Dans sa chambre d'hôtel Hercule réfléchit à la façon de sortir de cette fâcheuse situation. Plumeti, le petit chien fidèle qui l'accompagne dans toutes les aventures, toutes les galères, le contemple, perplexe.

Hercule ne trouve pas la solution espérée car il s'agit de se mesurer à Jojo la Défouraille, un loustic pas fréquentable condamné à mort par accoutumance, il croyait bien, et qu'on lui avait dit espadrillé en Amérique latoche.

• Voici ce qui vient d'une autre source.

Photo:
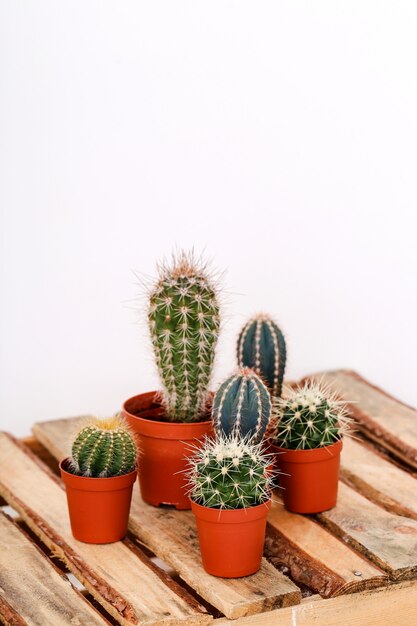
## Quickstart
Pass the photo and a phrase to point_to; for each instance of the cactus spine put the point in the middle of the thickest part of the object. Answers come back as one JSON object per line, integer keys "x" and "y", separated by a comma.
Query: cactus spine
{"x": 184, "y": 323}
{"x": 103, "y": 449}
{"x": 261, "y": 346}
{"x": 309, "y": 417}
{"x": 230, "y": 473}
{"x": 242, "y": 406}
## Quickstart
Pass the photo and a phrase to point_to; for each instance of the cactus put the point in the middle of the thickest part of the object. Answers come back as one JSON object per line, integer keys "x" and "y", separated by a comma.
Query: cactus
{"x": 309, "y": 417}
{"x": 261, "y": 346}
{"x": 184, "y": 323}
{"x": 230, "y": 473}
{"x": 104, "y": 448}
{"x": 242, "y": 406}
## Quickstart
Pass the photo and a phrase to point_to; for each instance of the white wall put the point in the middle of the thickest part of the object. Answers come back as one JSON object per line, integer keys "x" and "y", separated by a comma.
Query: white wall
{"x": 280, "y": 136}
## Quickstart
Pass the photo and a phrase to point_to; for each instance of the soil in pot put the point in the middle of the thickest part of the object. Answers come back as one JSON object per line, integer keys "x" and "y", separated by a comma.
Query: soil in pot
{"x": 98, "y": 507}
{"x": 309, "y": 478}
{"x": 231, "y": 541}
{"x": 164, "y": 447}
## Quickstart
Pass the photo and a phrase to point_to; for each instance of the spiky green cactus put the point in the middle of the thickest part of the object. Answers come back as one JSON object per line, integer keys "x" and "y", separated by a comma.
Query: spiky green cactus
{"x": 309, "y": 417}
{"x": 242, "y": 406}
{"x": 261, "y": 346}
{"x": 230, "y": 473}
{"x": 184, "y": 323}
{"x": 104, "y": 448}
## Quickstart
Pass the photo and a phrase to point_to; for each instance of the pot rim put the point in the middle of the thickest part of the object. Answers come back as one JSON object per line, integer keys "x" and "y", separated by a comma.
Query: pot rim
{"x": 323, "y": 453}
{"x": 231, "y": 516}
{"x": 163, "y": 429}
{"x": 93, "y": 483}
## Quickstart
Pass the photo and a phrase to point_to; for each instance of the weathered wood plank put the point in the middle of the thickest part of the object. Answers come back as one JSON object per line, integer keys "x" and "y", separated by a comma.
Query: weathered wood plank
{"x": 33, "y": 589}
{"x": 127, "y": 586}
{"x": 395, "y": 604}
{"x": 387, "y": 539}
{"x": 383, "y": 418}
{"x": 379, "y": 480}
{"x": 315, "y": 557}
{"x": 172, "y": 536}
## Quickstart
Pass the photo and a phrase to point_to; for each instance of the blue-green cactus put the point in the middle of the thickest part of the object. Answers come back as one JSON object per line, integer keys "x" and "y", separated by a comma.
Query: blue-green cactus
{"x": 242, "y": 406}
{"x": 261, "y": 346}
{"x": 184, "y": 322}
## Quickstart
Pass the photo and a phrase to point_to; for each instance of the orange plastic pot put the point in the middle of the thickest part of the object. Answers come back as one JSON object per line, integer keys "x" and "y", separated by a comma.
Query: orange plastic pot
{"x": 164, "y": 448}
{"x": 231, "y": 541}
{"x": 98, "y": 507}
{"x": 309, "y": 478}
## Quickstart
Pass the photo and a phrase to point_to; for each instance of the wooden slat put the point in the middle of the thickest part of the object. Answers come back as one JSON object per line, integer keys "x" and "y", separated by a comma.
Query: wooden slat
{"x": 394, "y": 605}
{"x": 172, "y": 536}
{"x": 33, "y": 590}
{"x": 378, "y": 479}
{"x": 389, "y": 540}
{"x": 315, "y": 557}
{"x": 127, "y": 586}
{"x": 383, "y": 418}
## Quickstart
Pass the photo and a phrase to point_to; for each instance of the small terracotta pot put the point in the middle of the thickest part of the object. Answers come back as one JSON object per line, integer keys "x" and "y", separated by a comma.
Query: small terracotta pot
{"x": 164, "y": 448}
{"x": 309, "y": 478}
{"x": 231, "y": 541}
{"x": 98, "y": 507}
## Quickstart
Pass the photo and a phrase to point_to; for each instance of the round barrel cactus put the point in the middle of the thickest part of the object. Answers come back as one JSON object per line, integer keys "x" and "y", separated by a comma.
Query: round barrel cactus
{"x": 184, "y": 322}
{"x": 104, "y": 448}
{"x": 230, "y": 473}
{"x": 261, "y": 346}
{"x": 242, "y": 406}
{"x": 309, "y": 417}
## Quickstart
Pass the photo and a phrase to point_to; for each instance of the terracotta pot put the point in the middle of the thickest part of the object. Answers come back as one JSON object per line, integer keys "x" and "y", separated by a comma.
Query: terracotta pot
{"x": 309, "y": 477}
{"x": 231, "y": 541}
{"x": 98, "y": 507}
{"x": 164, "y": 447}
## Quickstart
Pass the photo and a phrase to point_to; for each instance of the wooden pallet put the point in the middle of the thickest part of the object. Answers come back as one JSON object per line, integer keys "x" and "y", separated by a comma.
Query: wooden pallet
{"x": 355, "y": 564}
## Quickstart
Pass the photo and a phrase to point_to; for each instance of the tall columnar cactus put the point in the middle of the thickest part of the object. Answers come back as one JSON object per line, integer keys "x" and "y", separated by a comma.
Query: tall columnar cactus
{"x": 104, "y": 448}
{"x": 242, "y": 406}
{"x": 230, "y": 473}
{"x": 310, "y": 416}
{"x": 261, "y": 346}
{"x": 184, "y": 323}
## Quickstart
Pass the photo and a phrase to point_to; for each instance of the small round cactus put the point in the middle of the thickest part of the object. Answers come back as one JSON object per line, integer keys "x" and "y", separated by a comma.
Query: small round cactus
{"x": 261, "y": 346}
{"x": 103, "y": 449}
{"x": 184, "y": 323}
{"x": 309, "y": 417}
{"x": 230, "y": 473}
{"x": 242, "y": 406}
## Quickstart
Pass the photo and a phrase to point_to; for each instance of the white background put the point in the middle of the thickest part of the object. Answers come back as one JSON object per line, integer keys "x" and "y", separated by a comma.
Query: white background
{"x": 279, "y": 136}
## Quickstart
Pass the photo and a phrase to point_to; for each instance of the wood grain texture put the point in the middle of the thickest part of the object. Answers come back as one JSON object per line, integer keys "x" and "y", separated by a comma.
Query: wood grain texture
{"x": 172, "y": 536}
{"x": 315, "y": 557}
{"x": 126, "y": 586}
{"x": 378, "y": 479}
{"x": 387, "y": 539}
{"x": 393, "y": 605}
{"x": 383, "y": 418}
{"x": 33, "y": 590}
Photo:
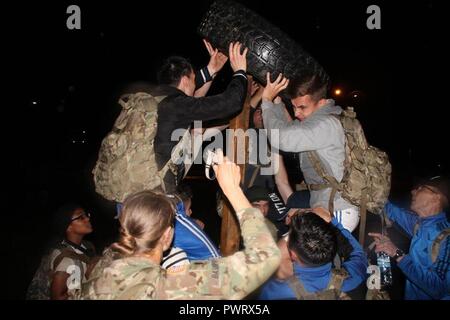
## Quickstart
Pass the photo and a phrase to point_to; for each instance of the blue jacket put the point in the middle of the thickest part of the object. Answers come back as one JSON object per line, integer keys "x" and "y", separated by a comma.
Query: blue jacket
{"x": 317, "y": 278}
{"x": 191, "y": 238}
{"x": 424, "y": 280}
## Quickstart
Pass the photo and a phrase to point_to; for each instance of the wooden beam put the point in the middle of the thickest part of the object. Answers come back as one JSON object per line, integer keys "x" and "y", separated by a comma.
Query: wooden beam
{"x": 230, "y": 232}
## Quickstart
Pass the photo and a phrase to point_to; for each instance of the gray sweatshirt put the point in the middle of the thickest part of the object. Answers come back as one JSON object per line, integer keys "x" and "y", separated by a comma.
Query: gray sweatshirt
{"x": 321, "y": 132}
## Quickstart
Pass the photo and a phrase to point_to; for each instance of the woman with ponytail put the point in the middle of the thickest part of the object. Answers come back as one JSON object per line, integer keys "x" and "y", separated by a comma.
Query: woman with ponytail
{"x": 130, "y": 268}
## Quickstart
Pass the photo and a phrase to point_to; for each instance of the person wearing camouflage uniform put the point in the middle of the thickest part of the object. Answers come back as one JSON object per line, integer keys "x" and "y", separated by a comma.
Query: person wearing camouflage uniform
{"x": 138, "y": 275}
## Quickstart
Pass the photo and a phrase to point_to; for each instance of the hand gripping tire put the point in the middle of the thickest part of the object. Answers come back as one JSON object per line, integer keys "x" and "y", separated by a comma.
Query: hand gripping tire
{"x": 270, "y": 50}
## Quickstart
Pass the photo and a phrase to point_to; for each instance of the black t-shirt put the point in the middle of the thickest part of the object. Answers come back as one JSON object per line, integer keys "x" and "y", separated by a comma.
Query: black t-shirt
{"x": 277, "y": 213}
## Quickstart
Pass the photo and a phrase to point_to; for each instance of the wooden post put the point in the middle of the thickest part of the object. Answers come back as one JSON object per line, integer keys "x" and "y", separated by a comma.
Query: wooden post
{"x": 230, "y": 232}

Cette information était peut-être fausse. Mais même si elle était vraie le gus était revenu. Et personne n'était jamais revenu vivant d'une confrontation avec lui.

Alors que faire, pense Hercule, pour éviter ce morbide face à face ? Je ne me sens pas de taille. Mes forces ont mis les adjas. J'ai du carat et mes muscles ressemblent à des souvenirs.

Il se dit qu’il ne devait pas compter aller loin mais seulement s'arracher de la zone dangereuse. Le hic c'est qu'il ne sait pas comment faire. Alors il ressort son flacon de corrosif pour s'en téléphoner deux décilitres dans l'alambic devant l'oeil réprobateur de Plumeti.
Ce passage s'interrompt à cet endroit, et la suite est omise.